Si la pandemia posee por definición los rasgos de una realidad que nos excede (componente inevitable y ominoso de una naturaleza desatada) su consecuencia más evidente, es mostrarnos nuestro verdadero lugar en el mundo. No es casual entonces, que desde una métrica y una escala que nos devuelve a cierta edad de la inocencia, el análisis del fenómeno deba partir por el “buen gobierno” de la contingencia, y por lo tanto, que sean justamente las sociedades gobernadas por príncipes timoratos o tiranos (si se nos permite la osadía de volver a la figura maquiaveliana)  aquellas que labran en su trayecto, un porvenir poblado de desgracias. La pregunta, fuera del dominio de la técnica sanitaria cae así: ¿Puede un virus contener la potencia más radical de “lo político”? Evidentemente.
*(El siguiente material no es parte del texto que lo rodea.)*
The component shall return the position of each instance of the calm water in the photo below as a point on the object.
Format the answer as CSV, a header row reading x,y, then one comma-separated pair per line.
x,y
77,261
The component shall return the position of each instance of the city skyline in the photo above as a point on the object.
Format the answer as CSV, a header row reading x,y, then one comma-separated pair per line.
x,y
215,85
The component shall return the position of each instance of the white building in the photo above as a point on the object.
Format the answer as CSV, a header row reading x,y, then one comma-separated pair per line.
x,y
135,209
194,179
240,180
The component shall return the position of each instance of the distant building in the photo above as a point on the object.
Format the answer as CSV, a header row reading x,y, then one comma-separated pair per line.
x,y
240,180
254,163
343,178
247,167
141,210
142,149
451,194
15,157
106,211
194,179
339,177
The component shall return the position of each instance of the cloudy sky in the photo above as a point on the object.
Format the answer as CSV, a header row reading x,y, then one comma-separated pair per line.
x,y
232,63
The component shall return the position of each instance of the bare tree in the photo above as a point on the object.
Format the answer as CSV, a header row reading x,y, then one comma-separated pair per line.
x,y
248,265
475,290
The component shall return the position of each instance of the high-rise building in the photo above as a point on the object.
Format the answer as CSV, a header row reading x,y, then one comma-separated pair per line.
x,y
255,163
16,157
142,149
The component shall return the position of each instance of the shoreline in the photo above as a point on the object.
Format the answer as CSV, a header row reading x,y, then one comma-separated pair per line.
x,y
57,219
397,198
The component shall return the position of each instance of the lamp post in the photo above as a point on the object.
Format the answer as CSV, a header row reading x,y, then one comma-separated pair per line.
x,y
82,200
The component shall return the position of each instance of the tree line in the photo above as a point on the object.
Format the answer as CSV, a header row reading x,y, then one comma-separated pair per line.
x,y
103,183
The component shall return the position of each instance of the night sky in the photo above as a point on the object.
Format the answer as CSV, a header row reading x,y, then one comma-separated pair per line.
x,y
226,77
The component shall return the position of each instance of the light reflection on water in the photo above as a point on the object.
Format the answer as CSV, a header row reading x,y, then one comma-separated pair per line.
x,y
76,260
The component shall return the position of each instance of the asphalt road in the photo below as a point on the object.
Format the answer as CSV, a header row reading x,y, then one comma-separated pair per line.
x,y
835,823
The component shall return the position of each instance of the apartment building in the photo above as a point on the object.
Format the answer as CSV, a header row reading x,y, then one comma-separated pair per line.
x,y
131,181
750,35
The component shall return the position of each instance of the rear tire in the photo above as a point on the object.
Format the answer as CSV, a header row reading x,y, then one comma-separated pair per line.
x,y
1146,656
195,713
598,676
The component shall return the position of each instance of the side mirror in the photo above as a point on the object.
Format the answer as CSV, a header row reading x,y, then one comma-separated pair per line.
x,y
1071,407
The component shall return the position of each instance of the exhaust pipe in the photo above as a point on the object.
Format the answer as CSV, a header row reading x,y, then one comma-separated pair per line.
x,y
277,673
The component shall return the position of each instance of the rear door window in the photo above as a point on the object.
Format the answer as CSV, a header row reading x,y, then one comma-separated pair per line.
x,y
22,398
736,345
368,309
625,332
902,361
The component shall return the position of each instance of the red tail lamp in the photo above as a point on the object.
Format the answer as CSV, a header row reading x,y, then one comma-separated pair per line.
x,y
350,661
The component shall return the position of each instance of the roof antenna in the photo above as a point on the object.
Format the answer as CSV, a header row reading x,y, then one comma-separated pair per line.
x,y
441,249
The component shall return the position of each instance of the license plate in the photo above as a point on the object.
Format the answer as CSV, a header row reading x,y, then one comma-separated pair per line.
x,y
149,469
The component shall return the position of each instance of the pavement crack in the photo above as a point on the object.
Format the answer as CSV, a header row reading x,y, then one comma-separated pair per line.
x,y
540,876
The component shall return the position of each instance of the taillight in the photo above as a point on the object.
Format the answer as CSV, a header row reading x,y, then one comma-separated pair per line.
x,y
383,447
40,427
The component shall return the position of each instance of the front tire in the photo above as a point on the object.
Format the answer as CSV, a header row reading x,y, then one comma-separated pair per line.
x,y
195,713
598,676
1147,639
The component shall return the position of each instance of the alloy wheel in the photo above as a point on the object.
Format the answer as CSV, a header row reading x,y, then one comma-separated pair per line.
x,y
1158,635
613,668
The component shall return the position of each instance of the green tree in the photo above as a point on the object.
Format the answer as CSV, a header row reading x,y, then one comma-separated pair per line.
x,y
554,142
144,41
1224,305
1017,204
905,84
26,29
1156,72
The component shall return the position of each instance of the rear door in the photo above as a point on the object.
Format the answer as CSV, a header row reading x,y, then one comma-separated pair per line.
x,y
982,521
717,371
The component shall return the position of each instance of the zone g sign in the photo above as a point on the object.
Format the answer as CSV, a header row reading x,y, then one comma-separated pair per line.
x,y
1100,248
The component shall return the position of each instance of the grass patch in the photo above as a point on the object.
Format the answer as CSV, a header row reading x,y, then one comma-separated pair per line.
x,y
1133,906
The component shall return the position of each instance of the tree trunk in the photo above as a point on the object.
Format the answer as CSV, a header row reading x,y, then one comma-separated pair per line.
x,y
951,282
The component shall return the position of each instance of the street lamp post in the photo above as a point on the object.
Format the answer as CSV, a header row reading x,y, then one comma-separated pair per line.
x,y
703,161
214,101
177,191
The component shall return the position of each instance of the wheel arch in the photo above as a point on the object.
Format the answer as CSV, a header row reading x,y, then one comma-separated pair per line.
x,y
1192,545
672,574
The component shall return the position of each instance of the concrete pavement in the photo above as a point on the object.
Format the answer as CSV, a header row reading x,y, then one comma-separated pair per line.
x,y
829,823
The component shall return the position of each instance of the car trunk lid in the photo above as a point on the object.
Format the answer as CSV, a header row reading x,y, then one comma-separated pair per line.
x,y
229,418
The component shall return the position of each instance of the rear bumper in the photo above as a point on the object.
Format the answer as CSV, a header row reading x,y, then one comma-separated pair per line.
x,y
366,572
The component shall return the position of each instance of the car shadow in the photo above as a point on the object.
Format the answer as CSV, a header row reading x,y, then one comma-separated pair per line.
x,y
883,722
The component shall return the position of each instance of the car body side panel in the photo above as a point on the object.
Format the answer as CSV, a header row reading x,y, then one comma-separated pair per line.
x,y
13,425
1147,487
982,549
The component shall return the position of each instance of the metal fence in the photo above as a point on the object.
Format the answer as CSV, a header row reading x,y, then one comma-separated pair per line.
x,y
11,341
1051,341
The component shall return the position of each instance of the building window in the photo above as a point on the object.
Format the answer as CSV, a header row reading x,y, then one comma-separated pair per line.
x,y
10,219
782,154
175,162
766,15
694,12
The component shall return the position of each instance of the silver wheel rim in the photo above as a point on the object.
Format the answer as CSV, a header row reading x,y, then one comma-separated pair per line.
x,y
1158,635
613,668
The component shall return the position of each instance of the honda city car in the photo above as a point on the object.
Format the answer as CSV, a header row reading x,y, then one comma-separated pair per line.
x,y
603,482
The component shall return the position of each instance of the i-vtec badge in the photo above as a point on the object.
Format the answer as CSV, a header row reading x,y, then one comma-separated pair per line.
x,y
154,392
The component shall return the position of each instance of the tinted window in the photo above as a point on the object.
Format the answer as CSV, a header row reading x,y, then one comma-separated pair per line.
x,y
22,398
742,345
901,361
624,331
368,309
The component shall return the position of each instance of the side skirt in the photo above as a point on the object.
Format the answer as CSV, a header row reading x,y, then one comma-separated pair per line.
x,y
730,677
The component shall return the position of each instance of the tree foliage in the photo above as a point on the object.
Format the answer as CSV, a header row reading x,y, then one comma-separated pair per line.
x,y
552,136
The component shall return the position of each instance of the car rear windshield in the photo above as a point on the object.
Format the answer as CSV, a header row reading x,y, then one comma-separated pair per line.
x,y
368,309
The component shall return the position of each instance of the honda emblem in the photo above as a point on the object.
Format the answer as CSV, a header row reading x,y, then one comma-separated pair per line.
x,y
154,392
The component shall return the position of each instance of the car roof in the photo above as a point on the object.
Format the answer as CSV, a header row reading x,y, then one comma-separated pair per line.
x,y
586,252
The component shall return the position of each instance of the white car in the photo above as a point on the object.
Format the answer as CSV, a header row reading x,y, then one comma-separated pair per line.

Ya se cumplen aproximadamente tres meses desde la aparición del polémico texto titulado “Sopa de Wuhan” y lo que todas las voces proponen (desde el optimismo paradójico de Zizek hasta el pesimismo neoliberal de Byung Chul-Han) es que éste, es el escenario perfecto para el despliegue de un nuevo mundo (lo que varía por supuesto, en cada uno de los autores, es si éste mundo será peor o mejor). El virus con su corona, cartografía y modulación pictográfica de la monarquía, ha asolado al capitalismo como sólo lo hiciera el fantasma que acechaba a Europa al comienzo del Manifiesto Comunista. Un virus que es capaz de paralizar aquello que está en el corazón de la plusvalía absoluta, no es sino, un demonio para el sueño del liberalismo económico. No obstante, y como podríamos leer con el pensador italiano Andrea Fumagalli, éste demonio puede acelerar el paso soñado hacia una nueva etapa del Capital, después de todo ¿no es éste el escenario perfecto para desmaterialización del trabajo?

Como sea, y entendiendo que el anterior es un debate que debe darse, la pandemia ha transparentado las contradicciones de un modelo de desarrollo y de una ideología, que en el único lugar donde ha puesto a la libertad, es en una figura trascendental que vive permanentemente atada a la capacidad productiva de un individuo, sin más arreglo que la de su propia iniciativa privada.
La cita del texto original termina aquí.